Kai H. Young, MPH, CHES®
Senior Advisor, Strategy and Evaluation, OMHHE
Centers for Disease Control and Prevention
Ms. Kai H. Young is the Senior Advisor on Strategy and Evaluation in the Office of Minority Health & Health Equity (OMHHE), Centers for Disease Control and Prevention (CDC). She leads the evaluation of the CDC Undergraduate Public Health Scholars (CUPS) program and provides technical oversight of evaluation projects within the office.
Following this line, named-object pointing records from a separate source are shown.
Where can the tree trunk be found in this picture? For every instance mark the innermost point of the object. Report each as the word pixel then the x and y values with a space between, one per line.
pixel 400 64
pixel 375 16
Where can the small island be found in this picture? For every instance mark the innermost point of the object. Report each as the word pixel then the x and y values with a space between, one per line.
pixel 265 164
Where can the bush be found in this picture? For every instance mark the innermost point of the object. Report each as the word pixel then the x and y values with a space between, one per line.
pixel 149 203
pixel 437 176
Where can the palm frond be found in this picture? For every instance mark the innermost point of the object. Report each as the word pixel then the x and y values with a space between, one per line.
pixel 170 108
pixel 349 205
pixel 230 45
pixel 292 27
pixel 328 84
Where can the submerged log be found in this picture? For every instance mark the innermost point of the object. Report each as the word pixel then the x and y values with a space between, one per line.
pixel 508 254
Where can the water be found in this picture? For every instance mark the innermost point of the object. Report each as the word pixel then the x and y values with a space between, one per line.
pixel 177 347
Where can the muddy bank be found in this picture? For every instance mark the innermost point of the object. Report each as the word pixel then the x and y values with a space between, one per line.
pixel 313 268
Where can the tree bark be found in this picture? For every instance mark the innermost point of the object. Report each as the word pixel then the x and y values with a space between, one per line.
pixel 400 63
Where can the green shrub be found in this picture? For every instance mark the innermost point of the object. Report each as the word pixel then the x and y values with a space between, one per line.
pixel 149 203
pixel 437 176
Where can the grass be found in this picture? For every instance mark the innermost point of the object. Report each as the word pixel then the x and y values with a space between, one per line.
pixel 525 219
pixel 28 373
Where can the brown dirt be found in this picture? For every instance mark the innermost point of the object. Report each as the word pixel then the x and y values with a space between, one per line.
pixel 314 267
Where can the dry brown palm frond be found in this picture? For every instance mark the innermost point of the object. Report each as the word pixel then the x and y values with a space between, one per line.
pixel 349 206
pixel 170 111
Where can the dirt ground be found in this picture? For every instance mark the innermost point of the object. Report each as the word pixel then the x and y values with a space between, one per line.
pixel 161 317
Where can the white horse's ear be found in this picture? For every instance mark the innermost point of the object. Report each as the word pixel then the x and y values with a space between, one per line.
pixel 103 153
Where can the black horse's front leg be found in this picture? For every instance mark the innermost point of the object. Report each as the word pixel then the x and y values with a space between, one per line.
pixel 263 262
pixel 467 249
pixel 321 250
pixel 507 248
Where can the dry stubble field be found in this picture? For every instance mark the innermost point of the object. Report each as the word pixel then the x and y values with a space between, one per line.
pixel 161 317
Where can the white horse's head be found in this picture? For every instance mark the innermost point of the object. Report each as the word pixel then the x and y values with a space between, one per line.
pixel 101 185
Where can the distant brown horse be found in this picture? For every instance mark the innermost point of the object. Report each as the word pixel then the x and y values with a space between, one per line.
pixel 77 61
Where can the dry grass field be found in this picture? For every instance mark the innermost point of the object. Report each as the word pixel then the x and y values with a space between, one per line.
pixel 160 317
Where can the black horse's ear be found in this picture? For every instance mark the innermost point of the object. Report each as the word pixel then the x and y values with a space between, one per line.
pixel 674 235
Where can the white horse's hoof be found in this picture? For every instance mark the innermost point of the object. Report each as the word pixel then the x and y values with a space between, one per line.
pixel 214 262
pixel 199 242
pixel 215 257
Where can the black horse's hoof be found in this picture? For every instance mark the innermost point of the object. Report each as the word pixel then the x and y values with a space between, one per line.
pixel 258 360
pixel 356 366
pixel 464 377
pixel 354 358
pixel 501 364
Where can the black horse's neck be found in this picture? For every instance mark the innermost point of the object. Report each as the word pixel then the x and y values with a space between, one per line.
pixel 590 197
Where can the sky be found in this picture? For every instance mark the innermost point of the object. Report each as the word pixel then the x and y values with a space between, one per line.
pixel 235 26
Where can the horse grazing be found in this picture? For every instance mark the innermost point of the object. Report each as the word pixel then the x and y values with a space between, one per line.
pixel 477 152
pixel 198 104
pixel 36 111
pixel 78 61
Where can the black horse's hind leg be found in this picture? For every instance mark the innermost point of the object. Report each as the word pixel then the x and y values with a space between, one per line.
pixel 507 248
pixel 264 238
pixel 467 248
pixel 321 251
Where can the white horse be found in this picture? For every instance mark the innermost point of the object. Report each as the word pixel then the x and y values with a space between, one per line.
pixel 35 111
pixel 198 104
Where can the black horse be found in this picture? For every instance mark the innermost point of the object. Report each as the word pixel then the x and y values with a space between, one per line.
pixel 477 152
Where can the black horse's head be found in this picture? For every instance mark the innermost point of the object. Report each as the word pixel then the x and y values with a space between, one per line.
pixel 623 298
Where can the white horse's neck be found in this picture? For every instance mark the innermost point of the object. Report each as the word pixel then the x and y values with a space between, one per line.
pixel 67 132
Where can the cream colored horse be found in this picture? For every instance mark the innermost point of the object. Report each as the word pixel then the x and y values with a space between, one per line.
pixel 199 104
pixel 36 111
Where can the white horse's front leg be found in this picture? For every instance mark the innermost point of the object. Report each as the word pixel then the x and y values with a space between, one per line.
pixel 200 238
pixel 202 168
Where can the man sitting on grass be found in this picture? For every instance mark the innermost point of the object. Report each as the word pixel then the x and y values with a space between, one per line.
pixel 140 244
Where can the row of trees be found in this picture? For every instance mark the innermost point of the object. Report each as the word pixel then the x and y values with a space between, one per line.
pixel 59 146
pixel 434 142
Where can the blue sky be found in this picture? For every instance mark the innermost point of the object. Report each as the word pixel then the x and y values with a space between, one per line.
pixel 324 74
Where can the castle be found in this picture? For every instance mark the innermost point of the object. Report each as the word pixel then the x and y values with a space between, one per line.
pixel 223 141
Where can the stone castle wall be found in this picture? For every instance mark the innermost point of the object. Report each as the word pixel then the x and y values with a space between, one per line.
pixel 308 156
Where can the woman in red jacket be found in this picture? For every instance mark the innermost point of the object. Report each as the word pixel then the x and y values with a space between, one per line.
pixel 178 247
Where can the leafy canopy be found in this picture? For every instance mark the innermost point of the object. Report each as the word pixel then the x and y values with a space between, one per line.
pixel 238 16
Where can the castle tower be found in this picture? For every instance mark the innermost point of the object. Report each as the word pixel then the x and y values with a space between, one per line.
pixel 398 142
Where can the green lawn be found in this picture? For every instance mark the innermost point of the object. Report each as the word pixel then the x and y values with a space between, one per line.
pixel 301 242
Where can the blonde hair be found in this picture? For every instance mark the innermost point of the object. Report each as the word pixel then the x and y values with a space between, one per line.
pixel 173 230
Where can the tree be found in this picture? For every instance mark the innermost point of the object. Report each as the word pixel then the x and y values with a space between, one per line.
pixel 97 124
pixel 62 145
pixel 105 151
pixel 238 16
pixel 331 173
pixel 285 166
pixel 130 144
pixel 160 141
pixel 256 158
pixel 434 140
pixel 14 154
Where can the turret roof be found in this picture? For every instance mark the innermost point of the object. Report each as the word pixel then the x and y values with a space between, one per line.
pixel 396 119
Prior to joining the OMHHE, Ms. Young was a senior program evaluator and the project officer for the National Tuberculosis Indicators Project (NTIP) at the Division of Tuberculosis Elimination (DTBE), the National Center for HIV/AIDS, Viral Hepatitis, STD, and TB Prevention. In this role, she led the development and implementation of NTIP, the national performance monitoring system for TB programs in the United States. Her work included the standardization of the national TB indicators across TB programs in the U.S., the establishment of the national performance targets, and enabling the use of the national surveillance data for routine monitoring and management of TB cooperative agreement recipients and ensuring patients’ standard of care in the United States. Through her work with the national indicators, Ms. Young helped strengthen the national TB surveillance system and ensured its data quality for program management and decision making. In addition to her role as the division’s lead and advisor on the national indicators, she played a key role in developing the formula for allocating resources to state and local grantees and implementing performance-based funding.
Ms. Young holds a Bachelor of Science degree in biochemistry with minors in health and social issues from the University of California at San Diego and a Master of Public Health in behavioral science and health education from the Rollins School of Public Health, Emory University.